Dan O’Flynn und Piet Straaten begannen zu grinsen.

Hasard sagte streng: „Klauen? Was sind denn das für Sitten! Schämst du dich überhaupt nicht, Mister Carberry?“

„Nicht die Bohne, Sir“, erklärte der Profos rundheraus und ohne rote Ohren zu kriegen. „Du siehst das nämlich ganz falsch. In England würde ich natürlich niemandem Rum klauen, auch nicht dem dicken Plymson in der ‚Bloody Mary‘, obwohl der ein Zwillingsbruder von Diego sein könnte. Aber hier in der Karibik ist das was anderes. Hier kämpfen wir gegen die Dons, und die müssen wie und wo auch immer gemolken werden. Vorgestern haben wir ihnen Gold geklaut, wie du weißt. Ich sehe da überhaupt keinen Unterschied – allenfalls den, daß ich auf das Gold pfeife. Aber den Rum brauchen wir dringend in der Rutsche und auch sonst …“

„Besonders ein gewisser Edwin Carberry“, bemerkte Hasard.
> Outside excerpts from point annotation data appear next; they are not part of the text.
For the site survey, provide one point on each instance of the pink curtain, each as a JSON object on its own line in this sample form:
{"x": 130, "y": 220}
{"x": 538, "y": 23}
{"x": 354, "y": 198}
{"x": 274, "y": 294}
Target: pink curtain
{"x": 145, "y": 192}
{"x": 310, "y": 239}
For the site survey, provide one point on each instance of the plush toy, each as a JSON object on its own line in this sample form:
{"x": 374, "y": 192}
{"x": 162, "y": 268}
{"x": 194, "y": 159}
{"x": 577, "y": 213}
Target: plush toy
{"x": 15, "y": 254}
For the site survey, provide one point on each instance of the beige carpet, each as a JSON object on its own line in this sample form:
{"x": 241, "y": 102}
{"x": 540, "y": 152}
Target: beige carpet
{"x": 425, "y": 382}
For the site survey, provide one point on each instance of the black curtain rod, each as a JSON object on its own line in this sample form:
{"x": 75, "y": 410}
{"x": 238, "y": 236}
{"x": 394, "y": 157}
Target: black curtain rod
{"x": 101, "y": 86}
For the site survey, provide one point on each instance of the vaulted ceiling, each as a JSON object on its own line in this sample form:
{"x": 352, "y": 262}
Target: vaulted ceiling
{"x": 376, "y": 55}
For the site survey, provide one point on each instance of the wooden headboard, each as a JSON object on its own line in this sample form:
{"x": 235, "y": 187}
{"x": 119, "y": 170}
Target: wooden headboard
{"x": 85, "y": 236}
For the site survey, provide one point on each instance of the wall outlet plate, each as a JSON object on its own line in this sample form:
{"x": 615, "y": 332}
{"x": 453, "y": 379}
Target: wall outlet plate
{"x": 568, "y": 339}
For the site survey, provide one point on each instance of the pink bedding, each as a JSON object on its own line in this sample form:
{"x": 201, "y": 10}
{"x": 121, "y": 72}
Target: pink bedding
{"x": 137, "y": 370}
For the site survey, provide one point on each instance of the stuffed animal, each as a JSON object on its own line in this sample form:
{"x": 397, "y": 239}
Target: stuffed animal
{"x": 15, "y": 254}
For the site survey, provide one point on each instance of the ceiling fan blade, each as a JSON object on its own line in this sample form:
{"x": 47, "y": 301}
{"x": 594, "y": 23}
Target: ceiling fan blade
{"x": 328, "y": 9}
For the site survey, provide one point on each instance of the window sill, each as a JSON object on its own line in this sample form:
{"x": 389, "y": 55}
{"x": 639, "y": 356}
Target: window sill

„Sir“, sagte der Profos mit frommem Augenaufschlag, „den trinke ich nur, damit ihn die verdammten Dons nicht kriegen – oder damit Wucherhandel betreiben wie der durchtriebene Diego-Halunke, der uns ausplündert und betrügt, daß ich schon nachts nicht mehr schlafen kann, so erzürnt mich das.“

„Du sagtest, du hättest in der letzten Nacht gut geschlafen“, erinnerte Hasard.

„Das schon, aber zwischendurch hatte ich immer wieder schwere Alpträume, Schwindelgefühle und Schweißausbrüche …“ Der Profos unterbrach sich, fuhr aber gleich fort: „Ach ja, da fällt mir ein, daß der Kutscher ebenfalls dringend Rum braucht, weil er mit dem Zeug Wunden desfiziert – ähem – oder so ähnlich. Und wem er eine Kugel rausschnippelt, der muß vorher auch ’ne Flasche Rum trinken, um sich über die Schnippelei freuen zu können. Du siehst, Sir, es ist geradezu lebensnotwendig, daß wir eine Rumladung übernehmen. Wir hätten mit unserer ‚Isabella‘ segeln sollen, weil in deren Laderäume mehr reingeht. Ja, und was ich noch sagen wollte, auch als Heilmittel bei Erkältungen ist Rum die beste Medizin. Gleiches gilt bei Magenverstimmungen …“

„Und demnächst müssen die Planken mit Rum getränkt werden, wie?“ fuhr Hasard dazwischen, denn der Profos fand überhaupt kein Ende, aufzuzählen, wie „lebensnotwendig“ der Rum sei.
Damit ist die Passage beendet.